Eternit condamné aussi en appel, mais avec une peine allégée

L’entreprise belgo-suisse Eternit installée à Kapelle-op-den-Bos, et qui produit notamment des tuiles et des panneaux de construction, a vu sa condamnation - dans le cadre du premier procès en Belgique de victimes de l’amiante, en 2011 - confirmée ce mardi par la Cour d’appel de Bruxelles. Les dommages et intérêts qu’elle devra verser à la famille décimée par le cancer ont cependant été nettement rabotés, passant des 250.000 imposés par le tribunal de première instance à 25.000 euros. La famille est néanmoins satisfaite.

La Cour d’appel de Bruxelles a estimé dans son arrêt que l'entreprise Eternit savait depuis les années 1970 que l'amiante, qu’elle a produit jusqu’en 1988, était hautement cancérigène et n'a pas pris les mesures de sécurité adéquates afin de protéger ses travailleurs, ainsi que les riverains de l'usine, à Kapelle-op-den-bos (nord de Bruxelles).

"La Cour d'appel a considéré que l'action n'était pas prescrite", explique Maître Jan Fermon, avocat de la famille Jonckheere. "Eternit devait prouver, selon la cour, que l'action était prescrite or la société ne l'a pas fait."

Les dommages et intérêts d'un montant de 250.000 euros accordés à la famille Jonckheere, qui a intenté le procès en 2011, en première instance ont toutefois été ramenés à 25.000 euros par la Cour d’appel. Soit dix fois moins.

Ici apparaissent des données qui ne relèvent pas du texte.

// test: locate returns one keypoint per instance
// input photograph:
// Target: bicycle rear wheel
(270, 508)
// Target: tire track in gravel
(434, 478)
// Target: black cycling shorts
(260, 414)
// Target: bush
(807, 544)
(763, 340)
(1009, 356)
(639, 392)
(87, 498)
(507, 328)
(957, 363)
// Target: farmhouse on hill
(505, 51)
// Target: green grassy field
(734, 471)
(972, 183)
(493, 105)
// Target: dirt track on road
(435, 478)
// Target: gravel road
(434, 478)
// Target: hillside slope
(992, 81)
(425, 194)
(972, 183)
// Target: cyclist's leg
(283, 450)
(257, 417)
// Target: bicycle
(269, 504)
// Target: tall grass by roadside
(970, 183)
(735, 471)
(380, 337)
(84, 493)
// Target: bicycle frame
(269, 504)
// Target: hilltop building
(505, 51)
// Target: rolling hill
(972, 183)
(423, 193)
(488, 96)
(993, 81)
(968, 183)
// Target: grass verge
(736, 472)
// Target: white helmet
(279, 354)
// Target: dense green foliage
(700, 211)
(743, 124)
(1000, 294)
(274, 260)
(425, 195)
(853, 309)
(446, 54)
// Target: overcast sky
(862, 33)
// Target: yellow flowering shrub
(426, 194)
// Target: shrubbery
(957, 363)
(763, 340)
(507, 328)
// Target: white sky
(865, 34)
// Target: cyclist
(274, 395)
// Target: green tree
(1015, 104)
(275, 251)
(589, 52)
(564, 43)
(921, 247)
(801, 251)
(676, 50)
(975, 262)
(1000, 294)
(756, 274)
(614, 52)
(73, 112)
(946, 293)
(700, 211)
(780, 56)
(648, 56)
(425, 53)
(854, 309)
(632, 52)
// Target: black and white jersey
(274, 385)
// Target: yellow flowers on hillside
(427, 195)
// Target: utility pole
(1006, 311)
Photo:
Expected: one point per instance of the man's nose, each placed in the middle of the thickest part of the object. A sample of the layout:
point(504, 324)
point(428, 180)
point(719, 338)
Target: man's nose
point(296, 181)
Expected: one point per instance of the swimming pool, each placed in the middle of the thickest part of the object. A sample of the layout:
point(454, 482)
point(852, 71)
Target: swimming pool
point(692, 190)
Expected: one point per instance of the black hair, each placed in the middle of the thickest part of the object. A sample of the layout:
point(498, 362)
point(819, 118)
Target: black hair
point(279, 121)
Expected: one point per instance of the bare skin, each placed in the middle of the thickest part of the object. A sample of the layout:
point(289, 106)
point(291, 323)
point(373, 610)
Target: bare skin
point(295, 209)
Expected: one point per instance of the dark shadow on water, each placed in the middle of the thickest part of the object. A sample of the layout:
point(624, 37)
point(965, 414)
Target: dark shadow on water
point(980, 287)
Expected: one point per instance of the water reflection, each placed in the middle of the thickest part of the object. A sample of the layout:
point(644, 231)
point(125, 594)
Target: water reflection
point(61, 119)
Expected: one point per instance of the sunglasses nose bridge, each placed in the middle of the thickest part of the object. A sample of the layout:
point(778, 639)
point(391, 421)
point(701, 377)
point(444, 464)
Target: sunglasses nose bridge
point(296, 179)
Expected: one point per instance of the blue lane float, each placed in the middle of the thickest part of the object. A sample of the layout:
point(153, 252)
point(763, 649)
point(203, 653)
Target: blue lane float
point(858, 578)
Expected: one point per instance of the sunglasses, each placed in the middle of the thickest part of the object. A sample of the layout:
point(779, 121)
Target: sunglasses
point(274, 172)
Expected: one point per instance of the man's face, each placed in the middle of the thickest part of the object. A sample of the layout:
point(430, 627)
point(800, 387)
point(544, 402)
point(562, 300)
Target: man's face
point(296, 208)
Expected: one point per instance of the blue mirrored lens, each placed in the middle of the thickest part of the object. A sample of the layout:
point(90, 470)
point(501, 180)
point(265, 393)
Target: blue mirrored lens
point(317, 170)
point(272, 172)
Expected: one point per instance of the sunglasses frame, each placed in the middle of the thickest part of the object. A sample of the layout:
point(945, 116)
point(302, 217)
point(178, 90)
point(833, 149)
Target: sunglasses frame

La famille s'est néanmoins dit satisfaite de l'arrêt. "Pour nous, c’est la condamnation de principe qui est le plus important. Nous espérons qu’elle incitera davantage de personnes à se tourner vers le tribunal", indiquaient Eric Jonckheere, fils et frère des membres de cette famille emportés en deux décennies par des cancers attribués à l’amiante.

La société Eternit (photo) peut toujours se pourvoir en Cassation.

Une longue lutte contre la négligence d’Eternit

Un procès avait été intenté en 2000 par Françoise Jonckheere, qui résidait à proximité de la fabrique d’Eternit à Kapelle-op-den-Bos et dont le mari avait succombé en 1987 au cancer causé par l’amiante. Il travaillait dans l’usine, qui fabriqua de l’asbeste jusqu’en 1988.

Quelque mois après l’ouverture du procès, Françoise Jonckheere décédait. Ses cinq fils ont cependant poursuivi son combat. Deux d’entre eux sont décédés entretemps, des suites d’un cancer de la plèvre. Leur frère Eric Jonckheere a obtenu gain de cause en 2011, Eternit étant reconnu coupable de négligence, en première instance.

Eternit avait alors contesté le jugement, en appel à Bruxelles. Le groupe belgo-suisse vient à nouveau d’être condamné, mais avec une diminution importante des dommages et intérêts à verser à la famille.